Fig. 3: An example of xiaoerjin: Arabic script used for transcribing Mandarin.

And in the 1920s, those in Central Asia, i.e., the Dungans, were already in the process of reforming the Arabic alphabet itself to bring it closer to Dunganese, a dialect of Mandarin. With the wave of Latinization, however, the Dunganese revolutionaries decided to adopt the UNTA, which was invented to Latinize the Arabic alphabet in the first place, and apply it to their centuries-old xiaoerjin.
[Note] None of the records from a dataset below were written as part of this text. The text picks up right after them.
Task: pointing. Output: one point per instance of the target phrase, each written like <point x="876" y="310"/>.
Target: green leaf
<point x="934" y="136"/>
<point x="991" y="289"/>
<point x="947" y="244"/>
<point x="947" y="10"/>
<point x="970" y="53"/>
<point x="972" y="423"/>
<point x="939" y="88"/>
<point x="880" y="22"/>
That was the New Dunganese Alphabet (fig.4).

Fig. 4: The New Dunganese Alphabet (1928) and the phonetic correspondence between the UNTA, xiaoerjin, and Cyrillic letters.

Pinyin, an imperial lingua franca

When the Chinese and Russian revolutionaries began working on the Chinese Latin Alphabet during the same years, they already had the New Dunganese Alphabet as a template to work with, and they by and large kept its letters for the CLA. The origins of the CLA’s quixotic letters that I have noted at the beginning of this essay, may thus be revealed. Why was the ‘y’ of pinyin written with a ‘j’ in the CLA, as in yjan 語言? Or why was ‘h’ written with an ‘x’; or ‘ü’ written with a ‘y’? The response lies in the Latinization of the Arabic alphabet itself, because the ‘j’ of the CLA carried a secret Arabic ya ی; ‘x’ a secret ha ح; and ‘y’ a secret waw و, the historical traces of which have been forgotten in scholarship. The CLA of the 1930s, in short, was born out of a Eurasian history, written in Arabic letters.

Alas, it did not live long. Stalin’s increasing Russification policies culminated in a USSR-wide Cyrillization campaign in 1938, which brought an abrupt end to the revolutionary Latinization Movement. Following the failure of internationalism in the USSR and the start of the Second World War, the Chinese Communist Party shelved the CLA in the 1940s. And when pinyin was finally invented in 1958, it neither had the revolutionary audacity to eliminate the Chinese characters, nor the internationalist vision of a former era. The new letters of pinyin instead stood for Mandarin as an imperial lingua franca that the Han imposed on their multi-ethnic frontiers––but that will be the subject of a future essay.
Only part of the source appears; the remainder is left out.